Viel Schwung im heimischen Revier
Als die Flotte dann bei kräftiger Südbrise mit über 20 Knoten nach Norden stürmte, zog das Heimteam am schnellsten an der Insel Elba vorbei, übernahm an der toskanischen Küste die Führung, obwohl sie aufgrund eines Motorproblems eine Stunde lang ohne Instrumente segeln musste.
Beccaria drückte aufs Tempo, wollte seinen Traum vom Heimsieg in Genua unbedingt verwirklichen und hoffte auf mehr Wind und Foiling-Bedingungen, die der Allagrande Mapei eindeutig liegen.
Schon zum Start in Genua hatte Ambrogio Beccaria vom Sieg geträumt © Jean Louis Carli
„Wir sind schnell“, berichtete er von seinem Platz am Navigationsstand, als das Boot in den Golf von Genua einfuhr. Er schnupperte bereits am Sieg und war voller Euphorie: „Es war wunderbar – Nordsardinien und Bonifacio waren fantastisch – und jetzt steuern wir den ersten Wegpunkt in der Nähe von La Spezia an. Wir erwarten mehr Wind und hoffen, dass wir fliegen können.“
Doch der Sieg hing am seidenen Faden. Auf der Extrarunde vor der Zielankunft brach der Wind ein und die Holcim-PRB holte mit einem Kurs weiter südlich die Führung zurück. Doch knapp vor dem Wegpunkt bei Alassio erwischten die nördlichen Boote zuerst den Wind. Allagrande Mapei rundete die virtuelle Marke auf Platz eins – von da an gab es kein Halten mehr.
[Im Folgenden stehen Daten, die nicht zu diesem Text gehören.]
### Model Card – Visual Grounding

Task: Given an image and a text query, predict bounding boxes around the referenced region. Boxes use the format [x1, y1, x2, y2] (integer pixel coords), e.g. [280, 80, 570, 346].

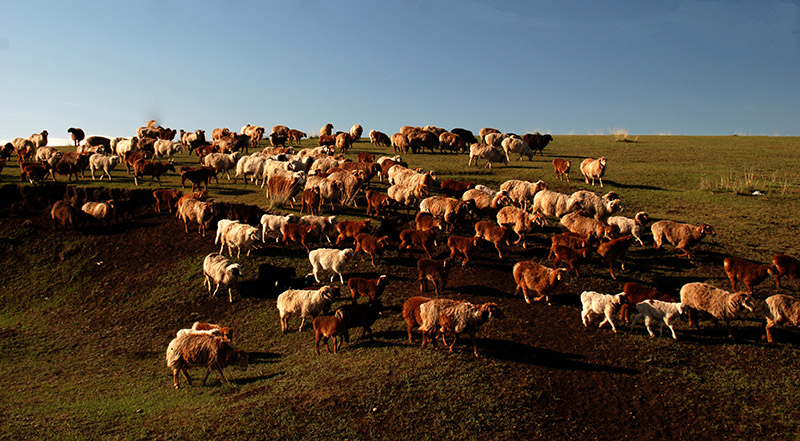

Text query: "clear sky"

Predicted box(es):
[2, 0, 799, 144]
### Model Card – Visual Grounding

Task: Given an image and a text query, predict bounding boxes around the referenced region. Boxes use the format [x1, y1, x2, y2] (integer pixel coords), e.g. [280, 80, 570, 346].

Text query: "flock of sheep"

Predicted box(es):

Mit Highspeed Richtung Ziel
Aus einer Winzigkeit wurde eine Welt. Während Allagrande Mapei auf Südkurs ging, den Wind erreichte und den Verfolgern davonflog, blieb Holcim-PRB komplett stehen. Mit phasenweise über 33 Knoten Speed rauschte Beccaria dem Ziel entgegen, baute den Vorsprung innerhalb weniger Stunden auf Paprec Arkéa auf 20 Seemeilen und mehr aus. Biotherm lag plötzlich 50 und Holcim-PRB sogar über 90 Seemeilen zurück.
Für den italienischen Skipper ging mit der Ankunft in Genua gegen zwei Uhr nachts ein Traum in Erfüllung. Vor dem Start in Nizza hatte er erklärt, unbedingt als Erster in Genua ankommen zu wollen – einer Stadt, die während des Baus seiner Class-40-Yacht in 2022 zu seiner Heimat geworden war.
Feierstunde mitten in der Nacht. Allagrande Mapei am Steg von Genua © Lloyd Images / The Ocean Race Europe 2025
„Ich möchte immer jede Etappe gewinnen“, sagte er nach der Zielankunft. „Aber diese war etwas Besonderes, weil das Ziel in Italien war. Wir haben uns als Team so gut verbessert – auf der letzten Etappe waren wir Dritter, aber wir wussten, dass wir es noch besser machen können. Warum also nicht groß träumen und versuchen, diese Etappe zu gewinnen?“
Auf dem finalen Teilstück nach Genua segelte das Heimteam wie entfesselt, griff sich den Sieg und erfüllte sich einen Traum – nur drei Wochen nach dem Albtraum von Kiel.